Beitragvon immernoch_ratlos » Sa 18. Mär 2017, 09:36

Jekyll hat geschrieben:Es leben in diesem Land türkische Mitbürger, die ein berechtigtes Interesse an der politischen Gestaltung ihres Heimatlandes haben.. Diese Interessen werden beschnitten aus rein wahltaktischen, populistischen Gründen
Bewundernswert, wie Du die türkische Fahne hochhältst.

Danach ist aber Schluss mit der Bewunderung - solange das Interesse " an der politischen Gestaltung ihres Heimatlandes" - was rein zufällig auch mein Heimatland ist, sich auf der Ebene des GG bewegt, ist alles paletti.
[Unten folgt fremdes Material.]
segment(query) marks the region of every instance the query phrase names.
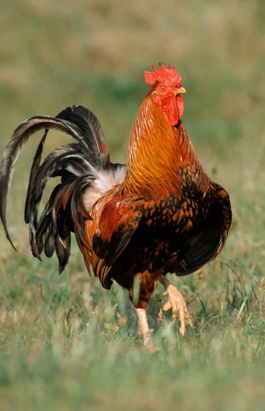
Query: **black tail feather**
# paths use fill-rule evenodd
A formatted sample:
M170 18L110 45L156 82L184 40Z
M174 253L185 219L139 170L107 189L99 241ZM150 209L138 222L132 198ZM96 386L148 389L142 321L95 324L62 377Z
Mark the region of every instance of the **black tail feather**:
M77 142L60 147L41 164L44 145L51 129L71 136ZM10 139L0 164L0 217L7 238L14 249L6 223L8 196L14 166L25 144L41 129L45 129L45 133L33 160L25 221L29 225L33 255L41 260L43 251L49 258L55 251L61 273L70 256L71 231L75 232L77 242L87 247L84 227L90 216L84 206L82 193L96 178L99 164L103 162L104 168L110 164L109 154L97 117L79 105L68 107L56 117L31 117L19 125ZM38 219L38 210L47 181L58 176L61 177L61 183L54 188Z

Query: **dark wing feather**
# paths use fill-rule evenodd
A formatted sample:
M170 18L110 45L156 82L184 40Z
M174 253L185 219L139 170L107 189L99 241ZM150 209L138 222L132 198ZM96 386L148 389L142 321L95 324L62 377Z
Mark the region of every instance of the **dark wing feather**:
M216 258L225 245L227 234L227 231L220 234L219 230L213 229L201 233L193 238L179 267L176 270L176 275L181 277L194 273Z

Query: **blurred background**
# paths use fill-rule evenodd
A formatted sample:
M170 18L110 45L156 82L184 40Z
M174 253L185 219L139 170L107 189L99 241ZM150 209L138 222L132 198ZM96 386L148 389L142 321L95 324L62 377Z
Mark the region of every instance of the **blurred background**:
M188 91L183 120L203 165L231 195L234 224L241 228L238 240L245 251L253 238L263 240L262 1L2 0L1 10L1 151L25 119L81 104L99 117L112 160L125 162L131 125L149 89L143 71L151 62L170 62ZM48 150L65 142L54 136ZM36 145L34 136L24 149L11 199L24 198ZM11 232L20 221L14 214Z
M114 410L123 410L125 395L128 410L167 411L177 397L185 411L198 408L198 409L247 411L254 398L260 400L255 409L263 410L264 362L258 372L251 367L265 352L264 1L0 0L0 10L1 153L26 118L81 104L98 116L112 161L125 162L133 121L149 88L143 72L152 62L171 63L187 90L183 121L203 168L229 192L234 213L220 258L178 283L194 329L184 342L177 325L166 328L166 321L159 328L162 347L168 341L175 347L164 354L162 348L162 366L159 358L138 348L127 292L92 285L75 244L60 277L55 256L42 264L32 258L23 222L39 141L32 137L17 163L8 207L19 254L0 227L0 384L7 387L0 386L0 398L2 393L6 404L13 401L14 409L18 402L22 410L35 404L35 411L42 410L44 399L51 401L47 410L77 410L80 399L92 398L89 384L95 403L100 399L102 405L97 409L112 409L110 398L116 401ZM45 154L66 140L50 132ZM155 299L149 304L152 327L160 307ZM116 395L113 375L118 372ZM163 372L168 402L159 395ZM101 387L109 390L105 400ZM233 406L222 408L225 398Z

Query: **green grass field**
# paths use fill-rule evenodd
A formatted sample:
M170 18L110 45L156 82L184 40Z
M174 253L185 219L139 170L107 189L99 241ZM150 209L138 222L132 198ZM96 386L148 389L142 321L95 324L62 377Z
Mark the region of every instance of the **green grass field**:
M164 301L151 301L160 348L151 355L127 292L92 282L75 243L60 277L55 257L31 255L23 205L33 138L9 197L19 253L0 227L0 410L264 411L263 2L5 0L1 10L1 152L25 118L79 103L98 116L112 161L125 162L148 90L143 71L171 62L188 91L184 122L205 171L231 195L234 223L218 260L172 277L194 323L184 338L160 314ZM51 136L46 153L66 141Z

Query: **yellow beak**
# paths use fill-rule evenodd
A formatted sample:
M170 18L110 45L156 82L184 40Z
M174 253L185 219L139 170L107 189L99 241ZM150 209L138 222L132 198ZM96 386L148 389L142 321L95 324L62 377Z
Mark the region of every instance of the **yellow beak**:
M181 94L182 92L187 92L186 89L182 87L179 87L179 88L175 88L173 92L173 94Z

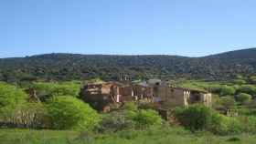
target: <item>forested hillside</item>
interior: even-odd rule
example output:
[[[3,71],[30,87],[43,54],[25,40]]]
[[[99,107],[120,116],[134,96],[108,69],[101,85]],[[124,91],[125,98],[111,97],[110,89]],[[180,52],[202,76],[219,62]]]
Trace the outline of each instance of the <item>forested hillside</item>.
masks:
[[[256,72],[256,48],[202,57],[178,56],[108,56],[47,54],[0,59],[0,80],[118,79],[120,73],[138,78],[229,79]]]

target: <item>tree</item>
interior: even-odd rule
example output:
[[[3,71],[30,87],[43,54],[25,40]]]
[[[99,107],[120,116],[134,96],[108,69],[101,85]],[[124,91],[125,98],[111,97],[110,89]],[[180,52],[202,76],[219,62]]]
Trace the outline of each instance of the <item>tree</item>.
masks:
[[[0,109],[14,108],[17,104],[25,103],[27,95],[20,88],[0,82]]]
[[[222,97],[219,100],[223,110],[233,109],[236,108],[236,101],[232,96]]]
[[[243,80],[243,79],[235,79],[233,82],[235,84],[237,84],[237,85],[244,85],[244,84],[246,84],[246,81]]]
[[[34,83],[33,87],[37,90],[38,98],[42,101],[54,96],[79,97],[80,84],[75,82],[62,83]]]
[[[256,87],[253,85],[242,85],[239,89],[240,93],[246,93],[251,96],[256,95]]]
[[[223,86],[220,88],[221,96],[232,96],[236,92],[235,88],[230,86]]]
[[[252,83],[252,84],[256,84],[256,76],[251,76],[250,77],[250,81]]]
[[[203,130],[210,122],[211,110],[200,105],[178,108],[175,116],[182,126],[191,131]]]
[[[70,97],[54,98],[48,105],[52,128],[91,130],[101,121],[100,115],[88,104]]]
[[[162,124],[161,117],[152,109],[139,109],[131,118],[135,122],[136,128],[141,129],[152,126],[161,126]]]
[[[245,104],[251,100],[251,96],[246,93],[240,93],[236,96],[236,100],[239,101],[240,104]]]

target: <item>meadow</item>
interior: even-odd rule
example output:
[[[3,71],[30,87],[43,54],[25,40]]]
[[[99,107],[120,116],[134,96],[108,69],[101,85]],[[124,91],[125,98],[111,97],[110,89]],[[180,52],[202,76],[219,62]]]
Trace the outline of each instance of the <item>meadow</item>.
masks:
[[[0,129],[2,144],[253,144],[256,136],[190,133],[181,128],[89,134],[69,130]]]

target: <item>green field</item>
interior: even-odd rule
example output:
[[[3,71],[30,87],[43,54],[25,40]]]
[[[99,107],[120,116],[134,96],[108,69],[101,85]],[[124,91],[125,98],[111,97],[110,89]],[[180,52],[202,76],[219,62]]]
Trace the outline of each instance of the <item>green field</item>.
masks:
[[[78,131],[1,129],[1,144],[254,144],[256,136],[215,136],[208,132],[191,134],[180,128],[147,131],[120,131],[88,134]]]

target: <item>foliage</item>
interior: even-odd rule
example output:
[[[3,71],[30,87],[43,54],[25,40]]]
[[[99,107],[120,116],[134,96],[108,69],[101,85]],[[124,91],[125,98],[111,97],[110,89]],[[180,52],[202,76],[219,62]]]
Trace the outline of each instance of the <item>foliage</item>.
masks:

Nur die Idee, die dt. Verfassung à la Turk zu verändern, mach uns zu klaren Feinden.

Wer sich für die Ideale der AKP - also für die absurde erdoganschen Vorstellungen von "Demokratie" stark macht, hat in D nichts verloren. Schon wegen den zahlreichen türkischstämmigen Deutschen, die das so wie alle Demokraten hier sehen. Wie nicht zum ersten mal, die Idee der geteilten Lokalität hat sich mit diesen Ereignissen ad absurdum geführt. Entweder bin ich Deutscher, Türke oder was auch immer - dann aber ganz und nicht nach politischer "Großwetterlage" mal dies und wenn es "passt" mal das Andere.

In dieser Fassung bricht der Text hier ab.